The properties in that meta object are:

  • limit: the number of records requested. The maximum value allowed is 50.
  • offset: where in the result set the listing started.
  • next: the URL for the next page in the pagination.
  • previous: the URL for the previous page in the pagination.
  • total_count: the total number of records.

Listing query params

The following query params can be passed through to any listing page to access a different page.

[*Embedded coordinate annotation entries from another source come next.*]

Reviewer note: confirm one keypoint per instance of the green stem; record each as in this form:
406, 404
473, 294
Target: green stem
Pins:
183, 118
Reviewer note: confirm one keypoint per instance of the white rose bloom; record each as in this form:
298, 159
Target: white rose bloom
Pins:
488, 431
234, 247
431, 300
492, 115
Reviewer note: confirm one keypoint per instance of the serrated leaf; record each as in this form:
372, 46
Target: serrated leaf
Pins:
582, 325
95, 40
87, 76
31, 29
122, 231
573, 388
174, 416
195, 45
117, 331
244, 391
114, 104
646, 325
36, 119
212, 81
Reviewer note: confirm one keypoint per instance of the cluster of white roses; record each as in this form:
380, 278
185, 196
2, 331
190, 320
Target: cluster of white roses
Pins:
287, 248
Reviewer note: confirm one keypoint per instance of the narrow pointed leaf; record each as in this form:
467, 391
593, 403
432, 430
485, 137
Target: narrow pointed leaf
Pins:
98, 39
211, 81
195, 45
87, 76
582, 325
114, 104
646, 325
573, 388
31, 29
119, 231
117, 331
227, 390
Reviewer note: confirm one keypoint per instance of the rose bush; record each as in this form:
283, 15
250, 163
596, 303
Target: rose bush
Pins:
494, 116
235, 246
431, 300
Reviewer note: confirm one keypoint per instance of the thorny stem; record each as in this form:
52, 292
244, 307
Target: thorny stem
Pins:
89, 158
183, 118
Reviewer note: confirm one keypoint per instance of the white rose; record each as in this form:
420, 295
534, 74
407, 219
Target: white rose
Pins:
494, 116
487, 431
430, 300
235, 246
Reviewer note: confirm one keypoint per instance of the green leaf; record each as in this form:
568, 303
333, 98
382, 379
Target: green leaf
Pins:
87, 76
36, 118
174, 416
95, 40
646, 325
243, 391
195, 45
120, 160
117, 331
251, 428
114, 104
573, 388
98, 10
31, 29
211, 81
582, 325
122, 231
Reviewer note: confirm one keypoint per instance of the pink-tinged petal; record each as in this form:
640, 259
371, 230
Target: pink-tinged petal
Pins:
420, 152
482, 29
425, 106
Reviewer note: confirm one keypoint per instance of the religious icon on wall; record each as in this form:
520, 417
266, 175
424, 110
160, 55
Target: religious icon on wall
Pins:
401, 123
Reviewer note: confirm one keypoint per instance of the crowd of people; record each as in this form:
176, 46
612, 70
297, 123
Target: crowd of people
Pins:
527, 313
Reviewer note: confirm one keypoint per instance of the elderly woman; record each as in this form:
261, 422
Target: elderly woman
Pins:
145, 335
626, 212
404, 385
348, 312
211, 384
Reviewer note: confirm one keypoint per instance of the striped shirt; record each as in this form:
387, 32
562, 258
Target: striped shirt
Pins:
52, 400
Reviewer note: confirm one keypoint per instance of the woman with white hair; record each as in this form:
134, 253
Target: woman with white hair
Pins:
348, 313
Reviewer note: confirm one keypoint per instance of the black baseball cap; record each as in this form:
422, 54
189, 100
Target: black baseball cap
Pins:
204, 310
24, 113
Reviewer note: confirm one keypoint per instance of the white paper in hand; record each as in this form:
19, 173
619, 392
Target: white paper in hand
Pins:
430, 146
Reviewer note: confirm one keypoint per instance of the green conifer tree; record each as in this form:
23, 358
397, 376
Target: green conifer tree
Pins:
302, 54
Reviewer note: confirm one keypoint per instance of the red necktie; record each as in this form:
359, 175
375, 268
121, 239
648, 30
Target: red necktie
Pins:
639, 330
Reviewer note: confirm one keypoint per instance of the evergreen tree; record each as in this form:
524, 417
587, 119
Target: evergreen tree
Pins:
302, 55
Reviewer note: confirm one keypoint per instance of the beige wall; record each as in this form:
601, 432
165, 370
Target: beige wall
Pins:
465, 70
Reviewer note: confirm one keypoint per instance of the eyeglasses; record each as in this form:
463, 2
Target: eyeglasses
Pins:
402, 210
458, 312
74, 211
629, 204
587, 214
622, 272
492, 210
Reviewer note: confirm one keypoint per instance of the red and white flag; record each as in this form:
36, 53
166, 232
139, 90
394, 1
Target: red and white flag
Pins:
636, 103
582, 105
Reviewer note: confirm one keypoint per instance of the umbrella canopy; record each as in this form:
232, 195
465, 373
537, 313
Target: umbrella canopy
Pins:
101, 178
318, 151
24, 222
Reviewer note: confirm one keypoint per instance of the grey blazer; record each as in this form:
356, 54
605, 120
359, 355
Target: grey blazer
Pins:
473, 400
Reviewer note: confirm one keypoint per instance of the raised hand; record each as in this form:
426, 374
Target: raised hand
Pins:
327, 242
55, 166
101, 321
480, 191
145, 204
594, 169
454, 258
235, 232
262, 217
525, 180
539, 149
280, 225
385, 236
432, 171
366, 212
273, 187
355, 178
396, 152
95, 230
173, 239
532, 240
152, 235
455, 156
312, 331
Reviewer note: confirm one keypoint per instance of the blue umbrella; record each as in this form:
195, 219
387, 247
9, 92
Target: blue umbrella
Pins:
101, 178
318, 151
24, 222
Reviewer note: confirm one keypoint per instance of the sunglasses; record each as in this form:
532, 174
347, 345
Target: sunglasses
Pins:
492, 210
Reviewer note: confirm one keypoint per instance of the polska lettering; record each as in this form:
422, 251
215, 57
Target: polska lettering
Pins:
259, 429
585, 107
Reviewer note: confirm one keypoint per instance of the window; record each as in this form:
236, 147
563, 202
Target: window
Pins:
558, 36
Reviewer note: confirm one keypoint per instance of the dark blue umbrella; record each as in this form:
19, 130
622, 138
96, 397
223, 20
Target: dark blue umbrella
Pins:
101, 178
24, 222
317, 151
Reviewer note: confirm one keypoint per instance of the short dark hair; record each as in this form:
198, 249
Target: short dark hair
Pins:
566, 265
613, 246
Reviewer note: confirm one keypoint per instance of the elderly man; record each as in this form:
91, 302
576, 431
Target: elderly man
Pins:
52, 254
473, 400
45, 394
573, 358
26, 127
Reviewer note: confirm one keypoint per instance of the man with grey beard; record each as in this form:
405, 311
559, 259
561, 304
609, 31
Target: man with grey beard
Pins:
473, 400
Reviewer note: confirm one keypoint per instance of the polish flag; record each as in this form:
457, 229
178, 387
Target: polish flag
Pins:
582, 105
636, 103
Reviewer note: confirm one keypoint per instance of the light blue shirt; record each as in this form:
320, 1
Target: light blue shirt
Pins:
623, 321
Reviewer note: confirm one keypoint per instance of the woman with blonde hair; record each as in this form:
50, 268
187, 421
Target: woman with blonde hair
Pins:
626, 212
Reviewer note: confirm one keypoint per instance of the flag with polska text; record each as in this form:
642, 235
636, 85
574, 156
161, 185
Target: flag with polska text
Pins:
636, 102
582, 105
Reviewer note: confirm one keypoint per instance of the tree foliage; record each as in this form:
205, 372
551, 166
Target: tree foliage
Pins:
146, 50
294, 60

  • limit: the number of records to return. The default is 25, and the maximum allowed value is 50.
  • offset: where in the result set the listing should start (so if your limit is 25, to get the second page of result, you’d need to use offset=25).

Listing response objects

This is a list of the objects returned by the listing. The contents of the objects depends upon the listing in question. For example:

{
    "objects": [{
        "name": "Music",
        "slug": "music"
    }, {
        "name": "News",
        "slug": "news"
    }, {
        "name": "Productivity",
        "slug": "productivity"
    }]
}

All objects in the database will have at least two fields:

  • id: the unique id of that object.
  • resource_uri: the URL of that object for more detailed information.

Translations

Fields that can be translated by users (typically name, description) have a special behaviour. The default is to return them as an object, with languages as keys and translations as values:

"name": {
    "en-US": "Games",
    "fr": "Jeux",
    "kn": "ಆಟಗಳು"
}

However, for performance sake, if you pass the lang parameter to a GET request, then only the most relevant translation (the specified language or the fallback, depending on whether a translation is available) will be returned as a string.

"name": "Games"

This behaviour also applies to POST, PATCH and PUT requests: you can either submit a object containing several translations, or just a string. If only a string is supplied, it will only be used to translate the field in the current language.

Cross Origin

All APIs are available with Cross-Origin Resource Sharing unless otherwise specified.

Timestamps

Timestamps use the %Y-%m-%dT%H:%M:%S format (Python’s strftime notation), using the America/Los_Angeles time zone.